Aujourd’hui, Alexandre Couillon est devenu une référence. Il a obtenu sa deuxième étoile en 2013. C’est pour ça que David Gelb (réalisateur notamment de Jiro’s Dream of Sushi) a pensé à lui pour la troisième saison de sa série documentaire Chef’s Table, sur Netflix. « Quand ça nous est tombé tombé dessus, on s’est dit “Pourquoi ? Pourquoi nous ? Pourquoi ici ?“. En fin de compte, j’ai pu enfin réaliser ce qu’on a fait depuis 17 ans et demi ici », s’émeut le cuisinier.

L’emplacement de La Marine, qui a si longtemps été à l’origine des soucis de ses patrons, est aujourd’hui un avantage. « On est protégés car on est loin de tout. Loin des capitales et des villes. Le client parisien doit faire cette démarche de venir jusqu’ici, par exemple. Ça a un sens. On fait une sélection. On fait très peu de couverts, les gens s’ils veulent vraiment venir, c’est pour découvrir, chercher l’identité du chef », explique ce dernier. Aujourd’hui, la clientèle est internationale. Les locaux viennent de temps à autre, fêter les gros évènements. Mais les chefs se succèdent à la table de Couillon, qui n’en revient toujours pas du nombre de rencontres que lui a apporté les deux étoiles : « C’est super intéressant. On crée des liens, et ces histoires nous font avancer. »

S’ils voyagent un peu plus, lui est toujours là, aux fourneaux, au dressage, et sa femme Céline est toujours là, en salle.

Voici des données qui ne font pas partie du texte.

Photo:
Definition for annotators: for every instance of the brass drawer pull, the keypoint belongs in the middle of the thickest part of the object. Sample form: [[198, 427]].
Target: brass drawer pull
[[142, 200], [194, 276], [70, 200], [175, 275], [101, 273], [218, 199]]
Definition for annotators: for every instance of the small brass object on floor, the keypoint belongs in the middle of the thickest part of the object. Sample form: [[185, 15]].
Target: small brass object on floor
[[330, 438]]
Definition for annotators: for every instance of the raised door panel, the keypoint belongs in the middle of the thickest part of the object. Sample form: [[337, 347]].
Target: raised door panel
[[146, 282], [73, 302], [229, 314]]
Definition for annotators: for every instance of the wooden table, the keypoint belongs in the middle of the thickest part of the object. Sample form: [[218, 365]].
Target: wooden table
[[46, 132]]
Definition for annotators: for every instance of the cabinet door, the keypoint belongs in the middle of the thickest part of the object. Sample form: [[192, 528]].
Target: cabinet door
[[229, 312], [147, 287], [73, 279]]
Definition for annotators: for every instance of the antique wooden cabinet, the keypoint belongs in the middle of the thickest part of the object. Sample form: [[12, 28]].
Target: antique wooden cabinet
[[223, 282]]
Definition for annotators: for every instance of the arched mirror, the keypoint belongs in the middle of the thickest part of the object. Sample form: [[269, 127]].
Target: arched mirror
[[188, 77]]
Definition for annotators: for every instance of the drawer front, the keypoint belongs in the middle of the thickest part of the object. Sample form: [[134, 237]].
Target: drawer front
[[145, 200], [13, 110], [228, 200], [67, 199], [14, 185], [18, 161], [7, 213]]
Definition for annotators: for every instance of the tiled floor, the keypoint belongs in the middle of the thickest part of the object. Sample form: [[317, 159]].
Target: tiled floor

Sa philosophie, Alexandre Couillon la transmet à son équipe : « Je leur dit : “aujourd’hui vous travaillez avec un chef qui est propriétaire, qui est dans sa maison, qui va créer sa propre histoire. On est loin des villes, il faut passer les hivers, il faut garder les gens. Il faut continuer à rêver, à se lever et avoir la patate tous les jours.” Et ça, on y arrive. »

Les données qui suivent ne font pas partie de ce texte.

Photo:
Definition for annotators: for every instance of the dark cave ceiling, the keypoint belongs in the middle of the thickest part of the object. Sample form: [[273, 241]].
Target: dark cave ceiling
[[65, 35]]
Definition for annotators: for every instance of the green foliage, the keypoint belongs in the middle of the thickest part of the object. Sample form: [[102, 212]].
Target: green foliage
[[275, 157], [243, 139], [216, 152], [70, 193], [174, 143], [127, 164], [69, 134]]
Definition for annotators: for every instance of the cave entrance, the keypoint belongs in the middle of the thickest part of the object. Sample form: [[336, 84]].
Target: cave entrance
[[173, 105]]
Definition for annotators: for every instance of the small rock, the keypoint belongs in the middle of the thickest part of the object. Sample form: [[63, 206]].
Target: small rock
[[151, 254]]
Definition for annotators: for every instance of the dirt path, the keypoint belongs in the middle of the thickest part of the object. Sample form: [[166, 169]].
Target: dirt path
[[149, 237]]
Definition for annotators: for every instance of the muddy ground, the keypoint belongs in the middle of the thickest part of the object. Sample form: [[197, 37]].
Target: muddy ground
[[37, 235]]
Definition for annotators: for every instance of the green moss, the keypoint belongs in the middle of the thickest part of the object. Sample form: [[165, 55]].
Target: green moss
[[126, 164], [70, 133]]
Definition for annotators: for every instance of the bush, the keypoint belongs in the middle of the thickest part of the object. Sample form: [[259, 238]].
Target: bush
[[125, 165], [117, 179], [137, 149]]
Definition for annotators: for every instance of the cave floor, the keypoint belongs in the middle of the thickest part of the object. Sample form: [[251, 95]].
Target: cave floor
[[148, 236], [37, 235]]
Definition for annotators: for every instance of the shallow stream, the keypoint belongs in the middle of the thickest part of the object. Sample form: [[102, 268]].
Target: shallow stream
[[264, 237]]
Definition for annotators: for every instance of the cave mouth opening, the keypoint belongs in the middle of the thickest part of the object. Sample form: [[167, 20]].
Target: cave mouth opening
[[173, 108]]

« Quand les gens nous demandent “Pourquoi vous faites ça ?”, on répond : “Parce qu’on a l’impression que c’est déjà écrit, qu’il faut juste finir le bouquin.” » Son histoire – celle du restaurant –, le chef Couillon la racontera d’ailleurs bientôt dans un vrai livre. 25 recettes inspirées du menu du restaurant, qui sortiront le 14 Novembre. Illustré, bien sûr, de photos de Noirmoutier. Parce que sa cuisine est comme lui : indissociable de son île.